Example 1: method for obtaining dominant bacteria acetobacter aceti of vinegar in old storehouse
S1: sampling, and preserving vinegar liquid at low temperature in the acetification stage of 13-25 days in a Yunnan old-warehouse vinegar fermentation tank;
s2: preparing a bacterial suspension: weighing 1g of vinegar sample, pouring the vinegar sample into 15mL of sterilized centrifuge tube, adding 9mL of sterile water, and oscillating for 5-10 min to fully disperse the sample, namely preparing 10 -1 Concentration ofA suspension of (a).

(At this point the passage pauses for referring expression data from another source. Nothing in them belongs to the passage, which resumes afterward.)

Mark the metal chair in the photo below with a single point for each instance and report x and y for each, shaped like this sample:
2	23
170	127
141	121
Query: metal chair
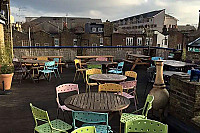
91	72
64	88
55	66
131	116
101	59
87	129
79	69
46	71
130	85
92	119
111	87
117	70
55	126
145	125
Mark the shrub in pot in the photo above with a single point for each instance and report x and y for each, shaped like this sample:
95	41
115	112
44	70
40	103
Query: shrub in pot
6	74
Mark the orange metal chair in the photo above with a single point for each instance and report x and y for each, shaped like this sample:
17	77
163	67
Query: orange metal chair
91	72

S3: diluting: will be 1mL 10 -1 The suspension is sucked into a centrifuge tube containing 9mL of sterile water by a sterile pipette, namely 10 -2 The sample dilution of (1) can be prepared sequentially by repeating the process to obtain 10 -3 、10 -4 、10 -5 、10 -6 The diluent (2).

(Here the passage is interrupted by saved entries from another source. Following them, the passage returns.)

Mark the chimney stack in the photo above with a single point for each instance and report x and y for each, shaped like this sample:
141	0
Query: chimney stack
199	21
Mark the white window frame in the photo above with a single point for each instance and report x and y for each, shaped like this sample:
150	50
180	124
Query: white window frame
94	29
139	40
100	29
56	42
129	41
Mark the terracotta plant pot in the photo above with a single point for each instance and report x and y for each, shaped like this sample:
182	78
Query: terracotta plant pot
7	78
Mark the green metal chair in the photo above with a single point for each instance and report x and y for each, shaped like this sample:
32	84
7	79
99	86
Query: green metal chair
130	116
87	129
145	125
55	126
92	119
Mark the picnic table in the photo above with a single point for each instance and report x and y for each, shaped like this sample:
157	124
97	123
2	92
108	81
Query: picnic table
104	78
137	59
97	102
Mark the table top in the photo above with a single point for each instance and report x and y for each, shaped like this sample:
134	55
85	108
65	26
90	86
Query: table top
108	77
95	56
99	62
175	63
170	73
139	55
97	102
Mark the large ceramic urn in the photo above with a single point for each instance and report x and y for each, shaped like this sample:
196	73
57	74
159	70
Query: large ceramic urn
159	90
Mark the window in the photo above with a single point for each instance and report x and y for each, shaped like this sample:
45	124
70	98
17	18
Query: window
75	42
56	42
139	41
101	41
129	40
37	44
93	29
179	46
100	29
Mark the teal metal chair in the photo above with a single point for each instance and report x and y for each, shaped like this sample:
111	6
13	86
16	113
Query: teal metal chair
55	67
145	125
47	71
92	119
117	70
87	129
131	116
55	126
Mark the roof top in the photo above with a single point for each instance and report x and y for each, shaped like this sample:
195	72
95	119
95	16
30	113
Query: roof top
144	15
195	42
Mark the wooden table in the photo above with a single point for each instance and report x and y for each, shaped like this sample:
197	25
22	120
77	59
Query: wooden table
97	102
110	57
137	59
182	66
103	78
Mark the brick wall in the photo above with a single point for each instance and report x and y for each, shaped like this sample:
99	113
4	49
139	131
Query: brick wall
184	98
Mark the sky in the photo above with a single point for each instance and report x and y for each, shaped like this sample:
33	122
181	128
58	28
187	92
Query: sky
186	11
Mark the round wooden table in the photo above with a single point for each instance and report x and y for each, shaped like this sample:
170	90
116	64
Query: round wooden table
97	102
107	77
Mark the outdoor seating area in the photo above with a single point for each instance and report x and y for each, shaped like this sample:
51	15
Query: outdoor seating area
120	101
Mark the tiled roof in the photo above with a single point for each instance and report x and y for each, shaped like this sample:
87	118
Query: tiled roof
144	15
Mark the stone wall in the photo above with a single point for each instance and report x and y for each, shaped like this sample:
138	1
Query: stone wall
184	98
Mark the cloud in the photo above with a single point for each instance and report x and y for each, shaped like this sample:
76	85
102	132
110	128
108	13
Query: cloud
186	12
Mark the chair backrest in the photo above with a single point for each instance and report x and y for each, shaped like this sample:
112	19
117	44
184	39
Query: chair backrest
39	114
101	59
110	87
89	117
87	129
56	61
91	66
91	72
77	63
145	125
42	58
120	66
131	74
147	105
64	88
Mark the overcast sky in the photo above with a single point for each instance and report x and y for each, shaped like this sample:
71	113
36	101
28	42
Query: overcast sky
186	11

S4: preparing a culture medium by using 1% of yeast extract, 1% of glucose and 2% of agar, adding 2% of calcium carbonate and 4% of absolute ethyl alcohol before pouring by adopting a pouring method, inversely placing the plate in a constant-temperature incubator at 35 ℃ for culture after the plate is solidified, and recording dilution times and corresponding colony number after 72 hours
S5: separating and purifying, selecting typical bacterial colony on an acetobacter aceti plate, streaking, carrying out inverted culture at 30 ℃ for 72h, selecting single bacterial colony, and carrying out bacterial colony characteristic observation, gram staining, microscopic cell morphology observation and acetobacter aceti qualitative test; selecting a person which is gram-negative and can form a reddish brown precipitate with FeCl3 solution, carrying out plate streaking pure separation on the strain, transferring the pure separated strain onto an inclined solid culture medium, and storing in a refrigerator at 4 ℃ after culture;
s6: screening, inoculating activated acetobacter aceti strains into a basic liquid culture medium, performing static culture at 30 ℃ for 48 hours to prepare acetobacter aceti seed liquid, sucking 2% of the acetobacter aceti seed liquid into 100mL of liquid fermentation culture medium, performing static culture at 30 ℃, measuring the acid yield once every 24 hours, continuously measuring for 10 days, measuring three groups of strains in parallel, determining the acid production capacity of the strains, and screening a high-yield acetobacter aceti strain B10.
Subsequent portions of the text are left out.